The first flying car race was held
The 300-meter eVTOL Airspeeder acceleration race was held in the desert of South Australia, as an introduction to the first real season of racing these flying cars
Photo Credits: Alauda Aeronautics
Australian startup Alauda Aeronautics unveiled its Airspeeder Mk3 drone, designed for aerial racing, this summer. This aircraft will be the backbone of the world's first-class of EXA racing aircraft, whose first racing season should take place without pilots in the aircraft, and then with them.
To showcase the capabilities of their racing drones, the organizers of this competition held the first real race in the South Australian desert this week. It served as the premiere, short 300-meter acceleration race, and was supposed to show what all their aircraft are capable of and what we can expect from the first season of racing. It should take place over the next year at multiple locations around the world.

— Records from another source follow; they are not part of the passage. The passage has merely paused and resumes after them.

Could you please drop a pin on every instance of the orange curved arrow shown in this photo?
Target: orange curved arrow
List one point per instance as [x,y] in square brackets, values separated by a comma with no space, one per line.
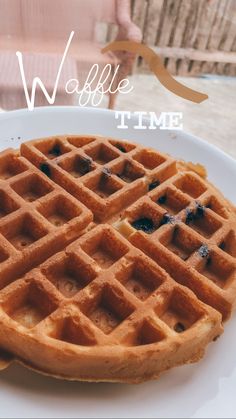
[157,67]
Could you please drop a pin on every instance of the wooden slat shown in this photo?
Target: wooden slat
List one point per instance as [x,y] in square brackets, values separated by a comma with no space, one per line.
[229,35]
[153,17]
[194,54]
[151,24]
[192,36]
[207,17]
[139,11]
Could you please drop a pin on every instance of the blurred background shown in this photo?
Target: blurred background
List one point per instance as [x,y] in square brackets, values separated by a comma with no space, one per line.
[196,40]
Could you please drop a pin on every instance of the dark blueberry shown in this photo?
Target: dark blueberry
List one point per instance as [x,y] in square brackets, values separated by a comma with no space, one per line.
[162,200]
[179,327]
[56,150]
[45,168]
[144,224]
[203,251]
[120,147]
[190,216]
[153,185]
[200,210]
[85,165]
[168,219]
[106,172]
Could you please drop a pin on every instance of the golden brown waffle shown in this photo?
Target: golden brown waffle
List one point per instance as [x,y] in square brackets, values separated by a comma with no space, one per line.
[147,281]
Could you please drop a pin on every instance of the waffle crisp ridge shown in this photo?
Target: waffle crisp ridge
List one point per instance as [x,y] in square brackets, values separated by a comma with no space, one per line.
[117,262]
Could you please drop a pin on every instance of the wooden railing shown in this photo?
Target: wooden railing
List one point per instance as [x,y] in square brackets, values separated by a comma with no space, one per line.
[193,36]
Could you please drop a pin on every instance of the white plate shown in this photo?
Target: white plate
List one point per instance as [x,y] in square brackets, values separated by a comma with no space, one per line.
[205,389]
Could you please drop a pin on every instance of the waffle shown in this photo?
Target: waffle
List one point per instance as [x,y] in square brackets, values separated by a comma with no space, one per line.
[117,261]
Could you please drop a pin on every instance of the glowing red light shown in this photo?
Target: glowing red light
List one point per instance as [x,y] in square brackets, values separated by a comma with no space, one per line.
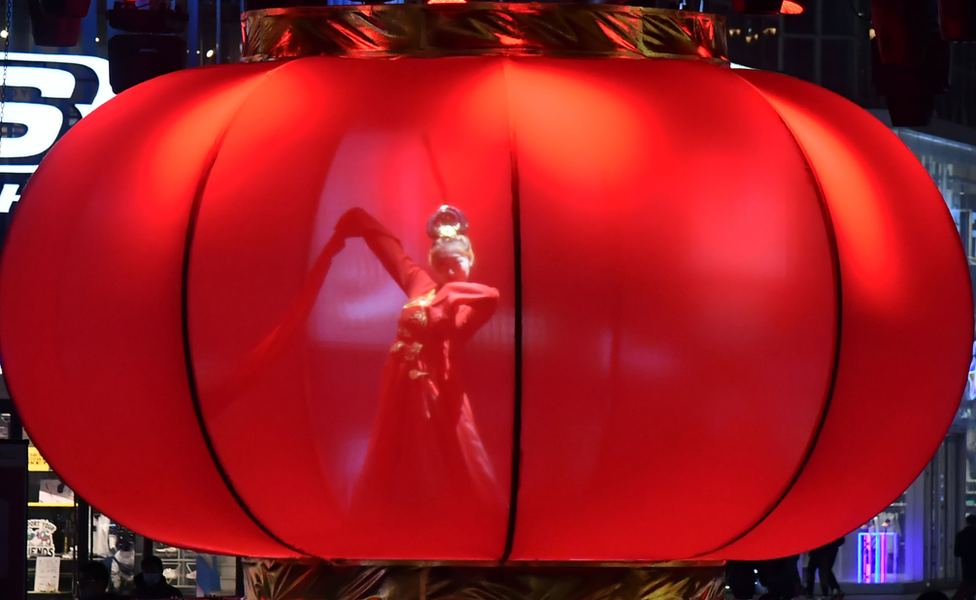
[791,8]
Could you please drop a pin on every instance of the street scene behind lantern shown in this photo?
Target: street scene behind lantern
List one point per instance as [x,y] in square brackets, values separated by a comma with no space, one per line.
[554,306]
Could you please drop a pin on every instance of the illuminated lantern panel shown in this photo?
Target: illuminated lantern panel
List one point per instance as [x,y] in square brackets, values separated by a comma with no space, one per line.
[687,282]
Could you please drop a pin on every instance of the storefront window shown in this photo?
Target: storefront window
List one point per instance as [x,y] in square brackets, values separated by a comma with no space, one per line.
[911,540]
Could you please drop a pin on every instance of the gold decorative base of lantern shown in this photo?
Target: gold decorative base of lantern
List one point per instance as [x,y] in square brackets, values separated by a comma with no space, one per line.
[311,579]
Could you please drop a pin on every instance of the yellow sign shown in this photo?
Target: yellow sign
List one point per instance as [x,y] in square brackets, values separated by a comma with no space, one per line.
[36,462]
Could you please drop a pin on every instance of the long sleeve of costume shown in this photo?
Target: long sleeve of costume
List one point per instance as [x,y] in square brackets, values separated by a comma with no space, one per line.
[411,278]
[470,306]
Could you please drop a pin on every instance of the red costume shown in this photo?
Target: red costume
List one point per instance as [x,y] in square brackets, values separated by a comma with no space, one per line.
[424,449]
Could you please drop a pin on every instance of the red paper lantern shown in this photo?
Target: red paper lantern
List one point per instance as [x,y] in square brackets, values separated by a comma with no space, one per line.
[720,296]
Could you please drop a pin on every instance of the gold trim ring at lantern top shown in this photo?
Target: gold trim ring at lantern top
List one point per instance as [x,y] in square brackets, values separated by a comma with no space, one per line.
[483,29]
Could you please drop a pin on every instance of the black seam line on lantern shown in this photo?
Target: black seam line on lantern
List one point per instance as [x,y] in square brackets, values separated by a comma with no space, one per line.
[517,251]
[185,323]
[839,300]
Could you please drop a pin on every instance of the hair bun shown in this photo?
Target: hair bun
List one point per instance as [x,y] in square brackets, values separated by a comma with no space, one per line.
[447,222]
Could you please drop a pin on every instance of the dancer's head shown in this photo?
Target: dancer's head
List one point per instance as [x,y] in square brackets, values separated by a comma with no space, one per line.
[450,256]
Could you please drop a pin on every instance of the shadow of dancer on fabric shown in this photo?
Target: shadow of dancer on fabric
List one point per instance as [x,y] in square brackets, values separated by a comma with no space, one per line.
[425,457]
[425,460]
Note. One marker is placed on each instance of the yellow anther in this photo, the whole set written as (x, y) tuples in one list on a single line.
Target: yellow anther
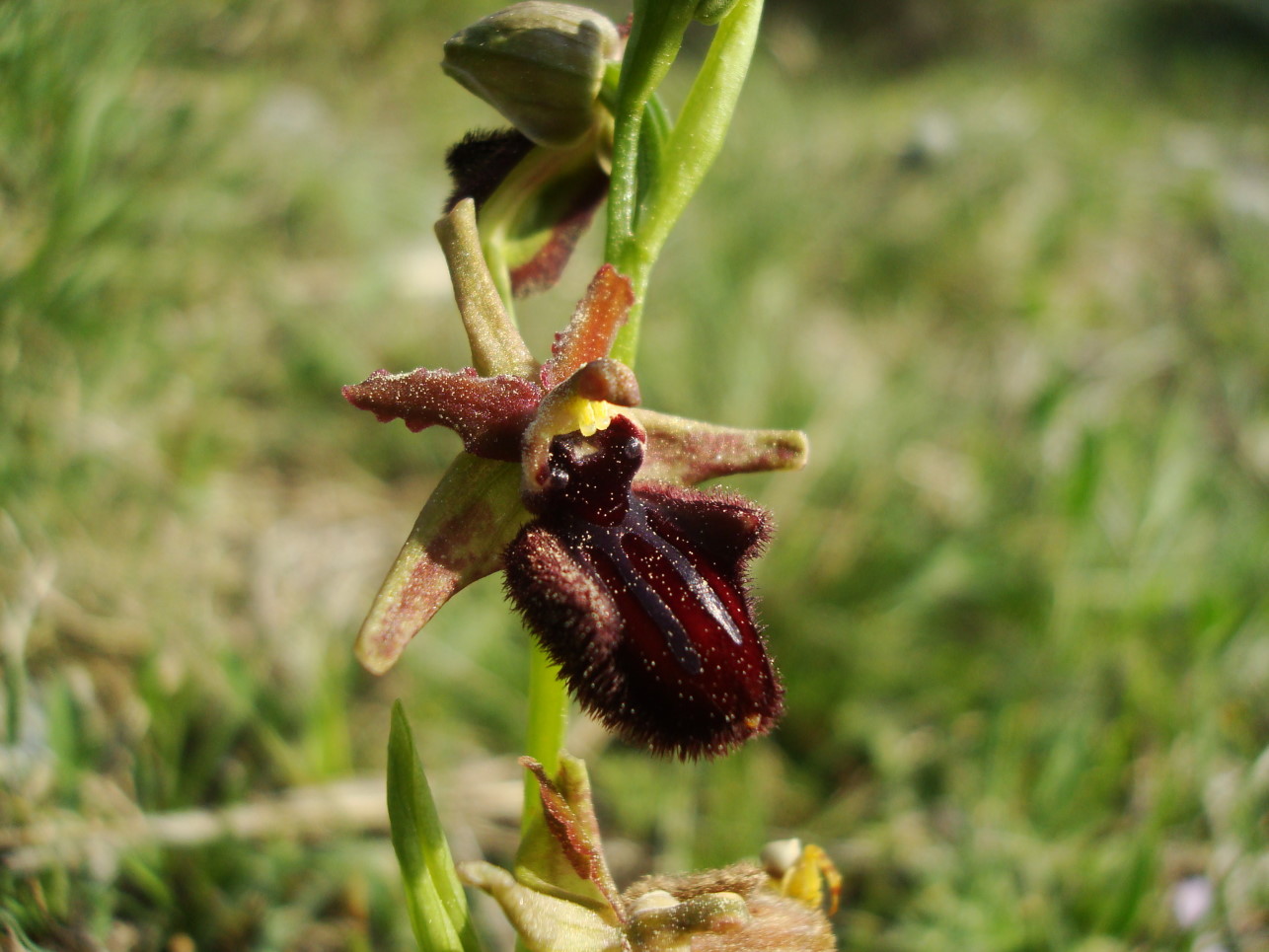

Two Alauda Aeronautics Mk3 Speeder aircraft and their teams Alpha and Bravo made up of engineers who created the entire project, faced off in a short race as part of this pre-season test. The teams were on the ground and the aircraft were piloted remotely. The winner was ultimately declared, although the main goal of the race would be to show off the capabilities of flying cars and “take away the glory” in front of colleagues.
The drones flew ten meters above the ground, at speeds in excess of 150 km / h, and the winner was the Bravo team with a red aircraft. It passed the finish line 3.2 seconds before the black racing car of the Alpha team. Airspeeders normally fly on fully electric drive, their engine power is 130 hp, the mass of the empty (unmanned) aircraft is about 100 kilograms, and the highest speed of horizontal flight is declared at as much as 200 km / h.